Puglia is indeed a food and drink lovers’ paradise! Located in the heel of the boot, its welcoming people, blue skies, traditional food festivities and gently undulating terrain covered in olive groves, vineyards and native shrubs will weave a spell around you.
Once you arrive in Puglia, be sure to visit some of its prettiest towns:
Ostuni, also known as ‘The White City’, has a charming old town, numerous festivities and stupendous sea views;
Martina Franca, known for having the finest old quarters in Puglia as well as fantastic views over picturesque countryside dotted with the renowned historical ‘Trulli’ (unique cone-shaped houses);
Cisternino, one of the most picturesque old towns in Italy with a myriad of petite streets, some of the best pizzas that you will ever taste, and ideal for a cool evening stroll during the summer;
Gallipoli, "the pearl of the Ionian sea" with its enchanting historical town centre and minutes from some of the best sandy beaches in Puglia;
Otranto, "Byzantine of Salento" with its famous castle and gothic cathedral and miles of untouched coastline, where on a clear day you can catch a glimpse of the snowcapped mountains of the Balkan peninsula;
Alberobello, a UNESCO world heritage site for its town made up of hundreds of Trulli;
Lecce, the Italian capital of Baroque architecture, often referred to as the ‘Florence of the South’.

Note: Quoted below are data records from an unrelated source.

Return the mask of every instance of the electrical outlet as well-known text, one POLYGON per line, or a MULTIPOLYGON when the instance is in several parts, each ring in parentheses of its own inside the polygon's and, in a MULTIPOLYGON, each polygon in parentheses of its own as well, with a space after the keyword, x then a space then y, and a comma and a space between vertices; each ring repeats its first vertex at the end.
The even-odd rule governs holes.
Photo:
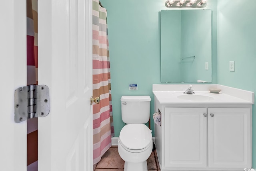
POLYGON ((235 61, 229 61, 229 71, 235 71, 235 61))
POLYGON ((208 62, 205 63, 205 70, 208 70, 208 62))

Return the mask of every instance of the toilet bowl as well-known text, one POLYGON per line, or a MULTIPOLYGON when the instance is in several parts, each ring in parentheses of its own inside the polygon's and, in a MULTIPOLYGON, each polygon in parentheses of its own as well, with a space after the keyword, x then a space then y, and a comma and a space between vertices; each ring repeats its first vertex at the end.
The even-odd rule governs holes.
POLYGON ((153 148, 152 134, 144 124, 126 125, 121 130, 118 151, 125 161, 124 171, 147 171, 146 160, 153 148))
POLYGON ((147 159, 152 152, 151 131, 143 124, 150 118, 149 96, 122 96, 121 114, 127 124, 120 132, 118 151, 124 160, 124 171, 147 171, 147 159))

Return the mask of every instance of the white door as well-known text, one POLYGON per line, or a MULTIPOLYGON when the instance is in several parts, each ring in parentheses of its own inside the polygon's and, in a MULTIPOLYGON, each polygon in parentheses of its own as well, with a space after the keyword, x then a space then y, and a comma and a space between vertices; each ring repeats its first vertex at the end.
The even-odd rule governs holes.
POLYGON ((164 152, 166 169, 206 167, 206 108, 165 108, 164 152))
POLYGON ((0 5, 0 170, 27 169, 27 122, 14 121, 14 92, 26 85, 26 0, 0 5))
POLYGON ((39 171, 92 171, 92 1, 38 1, 38 84, 50 112, 38 118, 39 171))
POLYGON ((209 167, 250 168, 250 108, 209 108, 209 167))

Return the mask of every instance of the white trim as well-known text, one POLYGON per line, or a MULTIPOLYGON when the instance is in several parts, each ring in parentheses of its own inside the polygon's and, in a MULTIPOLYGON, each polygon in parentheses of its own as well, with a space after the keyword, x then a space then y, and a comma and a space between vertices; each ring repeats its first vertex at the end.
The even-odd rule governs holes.
MULTIPOLYGON (((111 145, 118 145, 118 138, 119 137, 112 137, 111 138, 111 145)), ((152 137, 153 139, 153 142, 156 143, 156 140, 155 137, 152 137)))

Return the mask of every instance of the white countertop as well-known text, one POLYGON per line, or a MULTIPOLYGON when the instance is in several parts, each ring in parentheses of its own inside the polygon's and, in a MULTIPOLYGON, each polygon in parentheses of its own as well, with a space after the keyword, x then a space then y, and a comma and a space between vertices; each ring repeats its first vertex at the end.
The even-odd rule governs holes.
MULTIPOLYGON (((252 92, 219 85, 192 85, 192 89, 195 93, 184 94, 183 92, 188 87, 188 85, 153 85, 153 93, 160 104, 254 104, 254 92, 252 92), (210 93, 208 90, 210 88, 221 89, 222 91, 219 93, 210 93), (189 100, 180 98, 181 97, 184 97, 184 96, 195 95, 200 96, 199 97, 206 97, 206 100, 189 100)), ((194 96, 185 97, 194 98, 194 96)))

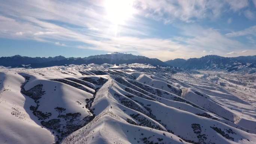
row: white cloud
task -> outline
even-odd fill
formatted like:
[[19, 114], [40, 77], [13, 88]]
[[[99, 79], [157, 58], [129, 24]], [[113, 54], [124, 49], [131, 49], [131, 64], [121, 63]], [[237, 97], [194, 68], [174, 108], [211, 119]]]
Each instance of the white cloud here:
[[254, 25], [244, 30], [226, 34], [228, 37], [238, 37], [248, 35], [256, 35], [256, 25]]
[[229, 18], [228, 19], [228, 24], [230, 24], [232, 22], [232, 18]]
[[15, 34], [17, 36], [22, 36], [23, 35], [23, 33], [20, 31], [19, 32], [17, 32], [15, 33]]
[[60, 42], [55, 42], [55, 45], [58, 45], [58, 46], [67, 46], [66, 45], [65, 45], [64, 43], [60, 43]]
[[256, 7], [256, 0], [252, 0], [252, 1], [253, 2], [253, 3], [254, 3], [254, 5]]
[[230, 6], [230, 8], [237, 11], [248, 6], [249, 2], [247, 0], [225, 0]]
[[234, 54], [237, 54], [237, 53], [235, 52], [229, 52], [228, 53], [227, 53], [227, 55], [233, 55]]
[[255, 18], [255, 15], [250, 10], [247, 10], [244, 11], [244, 16], [248, 19], [253, 20]]
[[[164, 60], [201, 57], [207, 52], [222, 55], [246, 47], [218, 30], [190, 24], [178, 27], [181, 36], [161, 38], [150, 34], [152, 31], [159, 32], [159, 30], [154, 29], [146, 21], [138, 18], [142, 15], [167, 23], [176, 19], [191, 22], [219, 16], [227, 3], [234, 10], [241, 9], [246, 4], [238, 6], [231, 1], [225, 3], [220, 0], [135, 1], [137, 9], [134, 16], [125, 24], [115, 27], [106, 19], [101, 0], [83, 1], [79, 4], [68, 1], [15, 0], [12, 4], [4, 1], [0, 4], [1, 14], [6, 16], [0, 16], [0, 37], [34, 40], [65, 46], [70, 46], [63, 42], [78, 42], [79, 44], [72, 46], [108, 52], [131, 52]], [[9, 15], [12, 18], [6, 16]], [[232, 22], [230, 19], [228, 22]], [[21, 30], [22, 37], [17, 36], [21, 34], [18, 33]], [[116, 35], [117, 30], [118, 33]], [[243, 33], [251, 32], [246, 31]], [[228, 34], [226, 36], [235, 34]]]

Puglia has a rich cultural history. In the 8th Century BC Greeks came and founded many settlements. In that period, Taras (Taranto) was the most important city, settled by Spartan exiles. In 272 BC they were defeated by the Romans who in 190 BC built the famous "Via Appia" (the road from Rome to the port of Brindisi), whose remains can still can be seen today. In the middle ages Lombards (Germanic people), Byzantines (medieval Greeks), Saracens (Arabs), Normans (who left fine Romanesque churches) and Swabians (Germanic people who built fortifications and castles, such as Castel del Monte which is still standing today) came one after the other. During the renaissance, the Spanish, brought bold baroque architecture (Lecce). Finally in 1861 the region was annexed to the Italian state.
Puglia is serviced by two International airports at Bari and Brindisi, which are frequented by both Easy Jet, Ryanair, Alitalia, British Airways as well as a selection of other European airlines. Wherever you choose to buy your property in Puglia you will never be further than an hour from one of these airports and even less from the sea!
Puglia provides a perfect destination for you to relax and enjoy the more rural traditional Italian lifestyle.